April 08, 2012
For most of the string processing I do, I read/write text in UTF-8 and convert it to UTF-32 for processing (with std.utf), so I don't have to worry about encoding. Is this a good or bad paradigm? Is there a better way to do this? What method do all of you use?

Just curious, NMS
April 08, 2012
On Sunday, April 08, 2012 23:36:23 Nathan M. Swan wrote:
> For most of the string processing I do, I read/write text in UTF-8 and convert it to UTF-32 for processing (with std.utf), so I don't have to worry about encoding. Is this a good or bad paradigm? Is there a better way to do this? What method do all of you use?
> 
> Just curious, NMS

It depends on what you're doing.
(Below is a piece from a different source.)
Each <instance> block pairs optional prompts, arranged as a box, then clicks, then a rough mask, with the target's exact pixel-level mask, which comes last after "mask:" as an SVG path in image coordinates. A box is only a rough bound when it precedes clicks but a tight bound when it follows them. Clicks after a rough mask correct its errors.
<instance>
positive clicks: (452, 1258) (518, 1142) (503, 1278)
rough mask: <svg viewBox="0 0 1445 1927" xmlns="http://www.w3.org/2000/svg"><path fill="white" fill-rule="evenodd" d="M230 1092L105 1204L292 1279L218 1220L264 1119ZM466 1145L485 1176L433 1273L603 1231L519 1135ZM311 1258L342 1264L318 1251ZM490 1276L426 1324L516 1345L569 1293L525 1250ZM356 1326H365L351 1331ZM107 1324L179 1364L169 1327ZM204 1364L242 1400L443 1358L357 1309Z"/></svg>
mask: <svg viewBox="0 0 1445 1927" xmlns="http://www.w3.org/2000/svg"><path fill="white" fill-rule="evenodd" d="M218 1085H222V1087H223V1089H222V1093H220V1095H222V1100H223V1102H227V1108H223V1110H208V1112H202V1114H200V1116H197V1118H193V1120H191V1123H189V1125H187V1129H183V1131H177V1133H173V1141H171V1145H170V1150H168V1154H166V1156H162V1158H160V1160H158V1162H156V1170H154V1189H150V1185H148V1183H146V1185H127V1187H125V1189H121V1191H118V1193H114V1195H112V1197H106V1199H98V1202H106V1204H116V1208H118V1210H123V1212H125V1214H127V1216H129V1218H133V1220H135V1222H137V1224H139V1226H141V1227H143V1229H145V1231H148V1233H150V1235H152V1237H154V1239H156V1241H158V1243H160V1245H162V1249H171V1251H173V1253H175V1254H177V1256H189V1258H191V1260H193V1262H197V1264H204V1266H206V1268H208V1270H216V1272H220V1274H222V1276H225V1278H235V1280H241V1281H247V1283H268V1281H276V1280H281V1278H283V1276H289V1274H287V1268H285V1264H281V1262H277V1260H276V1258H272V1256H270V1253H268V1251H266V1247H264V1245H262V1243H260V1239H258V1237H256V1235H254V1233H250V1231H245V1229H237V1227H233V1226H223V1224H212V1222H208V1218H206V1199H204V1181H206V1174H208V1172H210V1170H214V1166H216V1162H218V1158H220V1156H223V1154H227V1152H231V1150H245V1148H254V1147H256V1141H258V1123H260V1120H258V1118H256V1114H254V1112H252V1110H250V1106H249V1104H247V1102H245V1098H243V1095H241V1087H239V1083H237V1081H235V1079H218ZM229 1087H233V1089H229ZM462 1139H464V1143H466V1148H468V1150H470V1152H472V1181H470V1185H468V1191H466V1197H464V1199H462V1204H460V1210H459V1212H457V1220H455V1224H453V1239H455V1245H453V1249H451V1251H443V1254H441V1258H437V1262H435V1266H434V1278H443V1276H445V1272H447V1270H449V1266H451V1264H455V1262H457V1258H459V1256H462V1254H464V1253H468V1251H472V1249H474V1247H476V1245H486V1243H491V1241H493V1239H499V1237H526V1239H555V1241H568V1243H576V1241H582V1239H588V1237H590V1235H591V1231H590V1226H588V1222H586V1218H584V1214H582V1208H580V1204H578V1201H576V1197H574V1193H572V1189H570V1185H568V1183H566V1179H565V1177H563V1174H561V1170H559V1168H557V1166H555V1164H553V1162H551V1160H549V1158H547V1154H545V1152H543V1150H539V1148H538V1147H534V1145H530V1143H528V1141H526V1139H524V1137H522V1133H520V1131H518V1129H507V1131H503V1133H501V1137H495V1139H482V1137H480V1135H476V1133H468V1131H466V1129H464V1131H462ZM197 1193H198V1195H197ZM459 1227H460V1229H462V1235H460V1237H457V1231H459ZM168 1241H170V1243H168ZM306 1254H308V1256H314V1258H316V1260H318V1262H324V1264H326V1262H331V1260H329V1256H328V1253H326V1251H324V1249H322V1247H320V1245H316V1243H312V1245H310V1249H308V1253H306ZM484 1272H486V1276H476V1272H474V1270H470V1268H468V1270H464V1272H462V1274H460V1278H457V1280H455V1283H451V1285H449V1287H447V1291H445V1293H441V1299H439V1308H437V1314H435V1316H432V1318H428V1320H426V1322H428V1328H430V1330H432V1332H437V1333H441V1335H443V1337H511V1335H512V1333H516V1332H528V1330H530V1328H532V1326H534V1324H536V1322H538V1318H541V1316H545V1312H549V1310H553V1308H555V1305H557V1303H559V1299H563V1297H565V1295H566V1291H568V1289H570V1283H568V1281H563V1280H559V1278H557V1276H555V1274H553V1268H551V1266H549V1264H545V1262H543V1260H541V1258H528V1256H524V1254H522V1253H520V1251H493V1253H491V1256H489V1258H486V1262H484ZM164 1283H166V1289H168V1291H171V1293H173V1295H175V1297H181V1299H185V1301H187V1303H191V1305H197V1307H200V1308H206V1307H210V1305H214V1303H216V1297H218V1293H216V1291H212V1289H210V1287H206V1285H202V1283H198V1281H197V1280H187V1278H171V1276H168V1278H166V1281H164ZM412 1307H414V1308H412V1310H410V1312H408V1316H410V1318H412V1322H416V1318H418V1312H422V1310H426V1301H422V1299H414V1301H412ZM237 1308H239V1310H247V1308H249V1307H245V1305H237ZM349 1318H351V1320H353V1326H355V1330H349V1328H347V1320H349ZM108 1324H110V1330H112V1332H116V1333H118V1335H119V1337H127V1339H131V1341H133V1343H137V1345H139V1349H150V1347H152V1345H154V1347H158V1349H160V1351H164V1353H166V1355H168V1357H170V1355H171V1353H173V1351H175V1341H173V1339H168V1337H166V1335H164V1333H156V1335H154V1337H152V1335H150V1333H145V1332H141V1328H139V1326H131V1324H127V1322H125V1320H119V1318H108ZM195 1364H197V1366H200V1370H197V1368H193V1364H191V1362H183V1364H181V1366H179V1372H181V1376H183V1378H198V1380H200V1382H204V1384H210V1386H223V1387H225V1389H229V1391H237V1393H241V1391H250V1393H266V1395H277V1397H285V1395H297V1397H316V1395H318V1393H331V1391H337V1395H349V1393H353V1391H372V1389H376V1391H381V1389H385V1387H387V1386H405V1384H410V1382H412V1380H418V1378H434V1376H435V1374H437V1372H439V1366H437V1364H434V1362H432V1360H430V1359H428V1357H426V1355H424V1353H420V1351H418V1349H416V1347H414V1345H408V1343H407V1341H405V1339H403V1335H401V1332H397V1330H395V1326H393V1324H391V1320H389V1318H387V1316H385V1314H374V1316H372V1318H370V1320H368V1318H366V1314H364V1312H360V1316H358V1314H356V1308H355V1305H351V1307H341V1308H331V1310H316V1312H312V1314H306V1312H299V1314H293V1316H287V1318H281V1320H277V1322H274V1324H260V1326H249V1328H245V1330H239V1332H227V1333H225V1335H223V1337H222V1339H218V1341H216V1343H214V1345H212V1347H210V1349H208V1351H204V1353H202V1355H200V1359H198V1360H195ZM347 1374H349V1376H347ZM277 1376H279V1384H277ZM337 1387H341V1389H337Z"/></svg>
Depending on the functions that you use and your memory requirements, UTF-8 may be faster or UTF-32 may be faster. UTF-32 has the advantage of being a random-access range, which will make it work with a number of functions that UTF-8 won't work with. But UTF-32 also takes considerably more memory (especially if most of your characters are ASCII characters), which can be a problem.

I think that the most common thing is to just operate on UTF-8 unless another encoding is needed (e.g. UTF-32 is required because random-access is needed), and in plenty of cases, you end up operating on generic ranges anyway if you use range-based functions on strings and don't use std.array.array on them.

You're going to have to profile your code to see whether using UTF-8 or UTF-32 primarily in your string-processing is more efficient.

- Jonathan M Davis